Arriving at the Marseille-Saint-Charles station, visitors are treated to a view from its lavish, elevated forecourt that feels strikingly far-flung. Casting my eyes down an ornate 1920s staircase, my gaze followed the Boulevard d’Athènes, a sloping street where orange-tiled rooves overhang fawn stone walls. The route dipped as it met with the main thoroughfare, Rue Cannebière, before rising crescendo-like to the Notre-Dame de la Garde, a hilltop basilica crowned by a golden Virgin – the city’s highest point, shining like a holy lighthouse out to sea.

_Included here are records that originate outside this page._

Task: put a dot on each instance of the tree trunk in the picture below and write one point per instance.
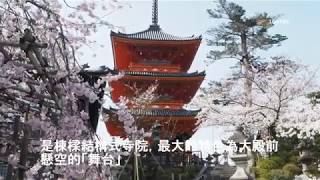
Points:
(247, 66)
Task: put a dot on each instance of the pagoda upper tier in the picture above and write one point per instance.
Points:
(153, 50)
(174, 90)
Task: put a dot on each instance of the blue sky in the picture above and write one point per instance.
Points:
(300, 22)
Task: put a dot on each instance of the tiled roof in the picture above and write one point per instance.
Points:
(159, 112)
(160, 74)
(154, 33)
(104, 71)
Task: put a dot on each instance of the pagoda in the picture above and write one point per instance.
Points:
(154, 56)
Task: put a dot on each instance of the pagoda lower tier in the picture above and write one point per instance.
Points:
(173, 123)
(173, 91)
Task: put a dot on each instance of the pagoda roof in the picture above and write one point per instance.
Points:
(105, 71)
(154, 32)
(161, 74)
(158, 112)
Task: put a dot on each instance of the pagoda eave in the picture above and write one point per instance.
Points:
(182, 122)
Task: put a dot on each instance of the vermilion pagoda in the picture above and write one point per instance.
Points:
(153, 56)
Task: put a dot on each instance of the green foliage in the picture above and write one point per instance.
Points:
(239, 36)
(282, 165)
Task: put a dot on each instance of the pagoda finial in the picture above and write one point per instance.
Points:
(155, 13)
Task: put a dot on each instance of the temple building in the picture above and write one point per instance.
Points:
(152, 57)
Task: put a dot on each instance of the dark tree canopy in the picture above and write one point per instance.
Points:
(239, 36)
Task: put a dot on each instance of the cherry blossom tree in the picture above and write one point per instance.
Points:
(39, 81)
(280, 103)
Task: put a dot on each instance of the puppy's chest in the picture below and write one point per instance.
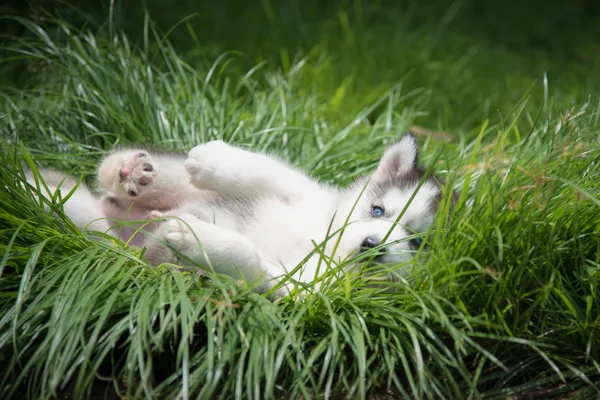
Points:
(280, 227)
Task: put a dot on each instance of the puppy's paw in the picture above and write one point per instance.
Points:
(137, 171)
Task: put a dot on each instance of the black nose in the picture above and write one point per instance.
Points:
(369, 243)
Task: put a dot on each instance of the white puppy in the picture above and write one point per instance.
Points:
(248, 214)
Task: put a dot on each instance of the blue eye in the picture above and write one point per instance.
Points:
(416, 242)
(377, 211)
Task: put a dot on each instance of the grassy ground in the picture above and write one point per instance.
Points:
(505, 304)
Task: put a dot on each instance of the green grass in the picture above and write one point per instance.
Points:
(505, 303)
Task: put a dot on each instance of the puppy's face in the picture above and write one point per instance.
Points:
(384, 217)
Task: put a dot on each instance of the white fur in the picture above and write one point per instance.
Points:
(248, 214)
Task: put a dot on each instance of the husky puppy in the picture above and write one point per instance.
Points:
(248, 214)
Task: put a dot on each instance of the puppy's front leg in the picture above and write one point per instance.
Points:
(232, 171)
(224, 250)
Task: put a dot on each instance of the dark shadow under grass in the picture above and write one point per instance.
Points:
(503, 304)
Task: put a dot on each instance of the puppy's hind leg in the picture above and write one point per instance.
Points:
(226, 251)
(230, 170)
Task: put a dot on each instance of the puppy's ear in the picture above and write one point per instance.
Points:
(399, 159)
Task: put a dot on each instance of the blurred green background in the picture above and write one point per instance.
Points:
(475, 59)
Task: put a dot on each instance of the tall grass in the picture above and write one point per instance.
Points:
(504, 303)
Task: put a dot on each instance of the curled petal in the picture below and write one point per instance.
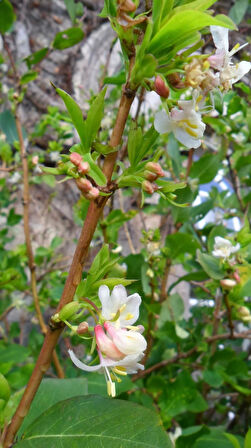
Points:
(162, 123)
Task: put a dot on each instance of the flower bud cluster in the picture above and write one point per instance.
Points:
(85, 186)
(152, 171)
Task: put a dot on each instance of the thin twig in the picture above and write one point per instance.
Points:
(166, 362)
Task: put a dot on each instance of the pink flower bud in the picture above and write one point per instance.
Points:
(83, 167)
(237, 277)
(161, 88)
(93, 193)
(155, 168)
(75, 158)
(228, 283)
(148, 175)
(105, 344)
(84, 185)
(83, 328)
(35, 160)
(148, 187)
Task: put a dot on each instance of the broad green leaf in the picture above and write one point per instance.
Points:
(206, 168)
(75, 113)
(50, 392)
(238, 11)
(7, 16)
(28, 77)
(36, 57)
(211, 265)
(180, 26)
(96, 422)
(67, 38)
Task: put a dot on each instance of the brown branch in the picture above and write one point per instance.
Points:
(166, 362)
(31, 263)
(75, 274)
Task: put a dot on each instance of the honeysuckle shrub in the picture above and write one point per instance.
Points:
(174, 361)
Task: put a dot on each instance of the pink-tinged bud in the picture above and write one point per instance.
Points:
(35, 160)
(127, 5)
(105, 344)
(93, 193)
(237, 277)
(155, 168)
(148, 187)
(228, 283)
(75, 158)
(83, 328)
(243, 311)
(84, 185)
(83, 167)
(148, 175)
(161, 88)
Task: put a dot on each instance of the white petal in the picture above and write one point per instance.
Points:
(131, 313)
(220, 37)
(81, 365)
(118, 297)
(184, 138)
(241, 70)
(162, 122)
(105, 299)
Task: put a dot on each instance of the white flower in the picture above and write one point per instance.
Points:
(185, 123)
(118, 302)
(223, 248)
(229, 73)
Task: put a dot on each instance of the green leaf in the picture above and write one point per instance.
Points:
(7, 16)
(74, 9)
(95, 172)
(238, 11)
(94, 117)
(96, 422)
(67, 38)
(50, 392)
(36, 57)
(233, 440)
(248, 439)
(211, 265)
(206, 168)
(75, 113)
(171, 310)
(180, 26)
(28, 77)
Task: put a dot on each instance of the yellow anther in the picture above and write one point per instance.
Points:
(111, 389)
(122, 308)
(120, 370)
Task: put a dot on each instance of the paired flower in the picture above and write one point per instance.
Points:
(223, 248)
(185, 123)
(222, 59)
(120, 345)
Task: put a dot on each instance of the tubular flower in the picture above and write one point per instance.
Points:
(120, 345)
(221, 60)
(185, 123)
(127, 308)
(223, 248)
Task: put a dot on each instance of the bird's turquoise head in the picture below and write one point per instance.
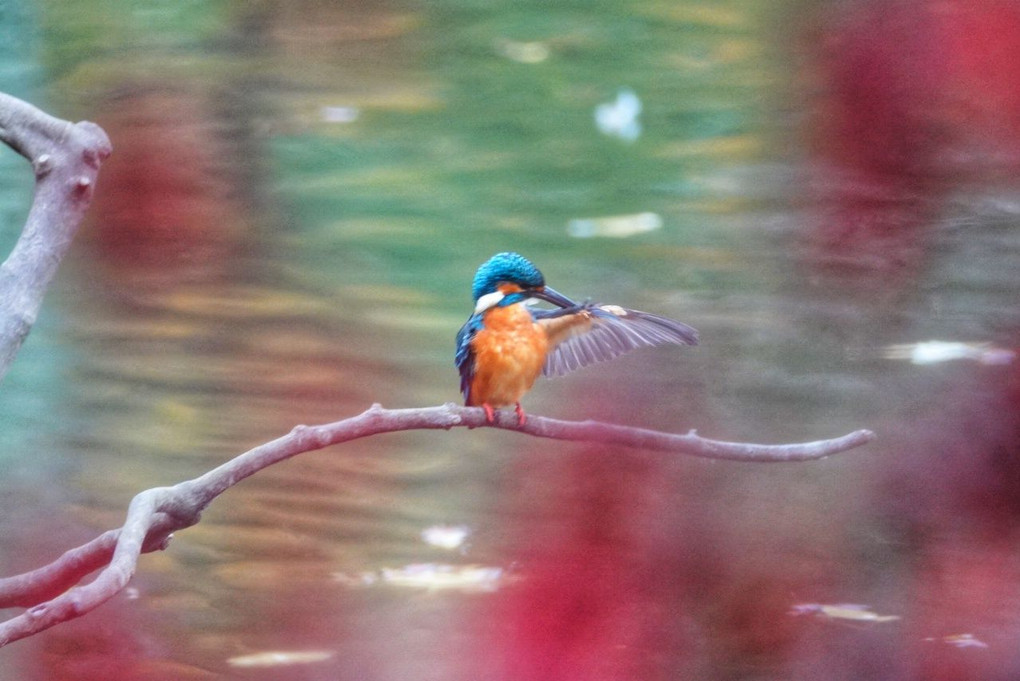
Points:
(507, 268)
(507, 278)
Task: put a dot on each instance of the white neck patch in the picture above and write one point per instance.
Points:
(488, 301)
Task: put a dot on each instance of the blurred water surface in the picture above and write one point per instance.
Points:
(299, 197)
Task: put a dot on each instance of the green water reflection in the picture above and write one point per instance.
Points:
(299, 197)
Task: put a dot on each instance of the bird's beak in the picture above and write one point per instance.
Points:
(552, 296)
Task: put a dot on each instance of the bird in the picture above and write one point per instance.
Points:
(507, 343)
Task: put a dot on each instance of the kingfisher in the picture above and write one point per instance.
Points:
(507, 343)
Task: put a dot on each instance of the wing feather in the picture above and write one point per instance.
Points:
(601, 332)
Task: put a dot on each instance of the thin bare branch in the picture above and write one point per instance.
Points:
(65, 158)
(154, 514)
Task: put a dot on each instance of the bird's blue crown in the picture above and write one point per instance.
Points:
(511, 267)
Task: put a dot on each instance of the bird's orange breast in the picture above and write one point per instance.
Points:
(509, 353)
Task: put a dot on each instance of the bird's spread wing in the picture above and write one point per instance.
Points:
(599, 332)
(464, 359)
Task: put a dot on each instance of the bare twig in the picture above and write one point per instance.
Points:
(65, 158)
(154, 514)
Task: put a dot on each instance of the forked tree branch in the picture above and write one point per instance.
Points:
(65, 158)
(155, 514)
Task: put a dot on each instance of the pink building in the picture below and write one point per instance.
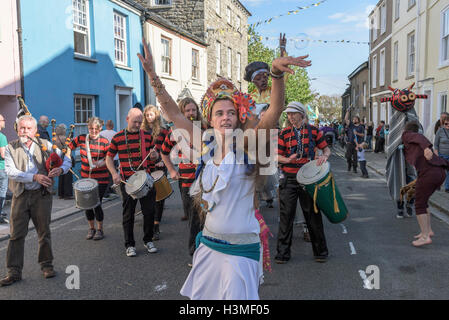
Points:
(9, 65)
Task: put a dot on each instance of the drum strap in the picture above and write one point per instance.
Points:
(318, 186)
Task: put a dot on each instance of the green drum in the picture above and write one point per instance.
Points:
(320, 184)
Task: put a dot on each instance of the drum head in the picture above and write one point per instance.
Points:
(136, 181)
(85, 184)
(311, 173)
(157, 174)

Notwithstanding the decline in sea freight and other industries, the Vieux Port remains the city’s focus, its waters dotted with yachts bobbing like swans on a lake. All roads seem to lead there, and anyone attempting to explore the city on foot inevitably ends up in one of the waterfront brassieres. In my case, it was the Beau Rivage Café, where, over late-afternoon pastis, I attempted to absorb the scene: the castle-like, 1,500-year-old Abbaye St-Victor, Marseille’s oldest church; and the swanky Hotel Dieu that, during the plague, served as a lazaretto – an isolation hospital for sailors to quarantine in. Now the InterContinental Hotel Marseille, guests enjoy a five-star spectacle over the water, which to my mind rivals the great harbours of the world, Hong Kong or Sydney, and one sorely overlooked.
For the detractors, Marseille doesn’t fulfil their “Parisian” vision of France in the ways that regal Lyon, its closest rival to second-city status, does; or by fans of neighbouring Aix-en-Provence, whose chic, conservative denizens have helped it earn “the 21st arrondissement of Paris” moniker.